A poem for women experiencing a miscarriage...
My Little Angel
by April Westlake
I never got to hold you, Or kiss your little head Or watch you sleeping soundly, All snuggled in your bed. I can't count your tiny fingers, Or you even smaller toes I won't see your smile, Or your cute little button nose. You're gone too soon - we don't even know If you're a girl or boy, Our hearts are filled with sorrow When they should be full of joy. I know you are in heaven, Where there is no pain or tears. You'll never get hurt or sick, In heaven, there are no fears And though I'm sad you're not here right now For us to hold today I know we'll hold you in our arms When we're in heaven with you someday
A poem for women experiencing infertility...
by Kristin Kekich
There's a room in my house. Just down the hall from mine. There's a room in my house. But it's empty.
There's a spot in my womb. It's an inconspicuous, invisible little spot. There's a spot in my womb. But it's empty.
There's a bed in the hospital. It's on the third floor, with a bassinet beside it. There's a bed in the hospital. But it's empty.
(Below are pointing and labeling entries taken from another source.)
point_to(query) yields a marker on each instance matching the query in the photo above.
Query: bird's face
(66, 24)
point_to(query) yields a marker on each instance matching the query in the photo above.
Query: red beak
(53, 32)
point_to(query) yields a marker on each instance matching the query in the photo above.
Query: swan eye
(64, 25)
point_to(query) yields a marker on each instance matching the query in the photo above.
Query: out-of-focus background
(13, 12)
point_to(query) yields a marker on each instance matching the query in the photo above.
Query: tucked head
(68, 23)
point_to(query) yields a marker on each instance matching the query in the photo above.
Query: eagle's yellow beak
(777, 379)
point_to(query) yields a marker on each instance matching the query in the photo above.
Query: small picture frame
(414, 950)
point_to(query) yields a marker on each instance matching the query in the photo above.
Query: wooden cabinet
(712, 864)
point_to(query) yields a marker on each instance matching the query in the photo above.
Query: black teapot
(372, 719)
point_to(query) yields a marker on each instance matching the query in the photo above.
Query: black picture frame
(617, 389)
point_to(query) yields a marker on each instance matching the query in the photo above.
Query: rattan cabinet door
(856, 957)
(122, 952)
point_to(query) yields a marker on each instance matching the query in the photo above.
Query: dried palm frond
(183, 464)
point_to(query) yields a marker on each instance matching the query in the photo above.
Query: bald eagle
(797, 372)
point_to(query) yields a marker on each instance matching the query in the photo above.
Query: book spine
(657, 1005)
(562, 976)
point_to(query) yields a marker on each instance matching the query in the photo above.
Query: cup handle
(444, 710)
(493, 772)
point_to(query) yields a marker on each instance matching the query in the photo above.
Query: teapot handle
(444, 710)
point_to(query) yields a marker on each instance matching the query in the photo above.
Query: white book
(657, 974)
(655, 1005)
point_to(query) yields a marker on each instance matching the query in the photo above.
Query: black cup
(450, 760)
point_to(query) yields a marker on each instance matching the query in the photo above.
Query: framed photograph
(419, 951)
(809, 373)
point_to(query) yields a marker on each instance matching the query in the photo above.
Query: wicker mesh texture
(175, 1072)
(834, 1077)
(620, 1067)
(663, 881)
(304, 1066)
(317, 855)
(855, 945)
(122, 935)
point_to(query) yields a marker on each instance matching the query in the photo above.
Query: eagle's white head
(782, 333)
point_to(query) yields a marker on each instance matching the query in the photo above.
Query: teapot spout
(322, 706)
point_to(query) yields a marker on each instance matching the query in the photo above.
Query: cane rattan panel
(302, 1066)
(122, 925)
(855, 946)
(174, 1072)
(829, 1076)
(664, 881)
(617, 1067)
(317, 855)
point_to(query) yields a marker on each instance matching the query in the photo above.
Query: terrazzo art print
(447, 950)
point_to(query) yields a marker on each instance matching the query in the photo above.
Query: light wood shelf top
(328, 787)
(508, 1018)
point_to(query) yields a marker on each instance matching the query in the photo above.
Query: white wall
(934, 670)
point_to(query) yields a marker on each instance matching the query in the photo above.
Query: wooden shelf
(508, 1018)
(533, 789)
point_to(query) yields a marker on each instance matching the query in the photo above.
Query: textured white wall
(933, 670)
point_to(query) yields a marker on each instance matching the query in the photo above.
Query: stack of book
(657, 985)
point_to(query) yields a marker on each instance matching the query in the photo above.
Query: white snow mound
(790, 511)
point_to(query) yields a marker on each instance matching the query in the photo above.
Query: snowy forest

There's a space in my arms. One I never noticed I had, Till there was a space in my arms, And it was empty.
A poem for women going through the adoption process...
By Kim Nelson
I was cleaning the house…just an ordinary day… when the phone rang and nonchalantly I answered… "Hello"…"Hello, this is Sheila, we have your baby!" Silence… then, the sobs welled up… and no words would come out…
my ordinary day…cleaning the house kind of day… turned to whip through the house… racing to call my husband… our family and friends… Getting together the onesies and blankets... "We're having a boy!"
Eight hours away the boy we hadn't met yet… only a long day's drive and a day separated us… What shall we name him we asked while driving? the final meal before we were to become parents… the sleepless night in the hotel… the wringing of the hands moments, minutes before…
and then one not so ordinary Friday afternoon… my trembling hands and bursting heart… receive the gift of a six-day-old little baby boy… tears streaming down my face… I cannot believe it, the day has finally come! the day I was never sure would happen, was here!
walking out of that office room… hands now full… heart now filled… one little miraculous boy… a precious son… what an EXTRAORDINARY kind of day!!!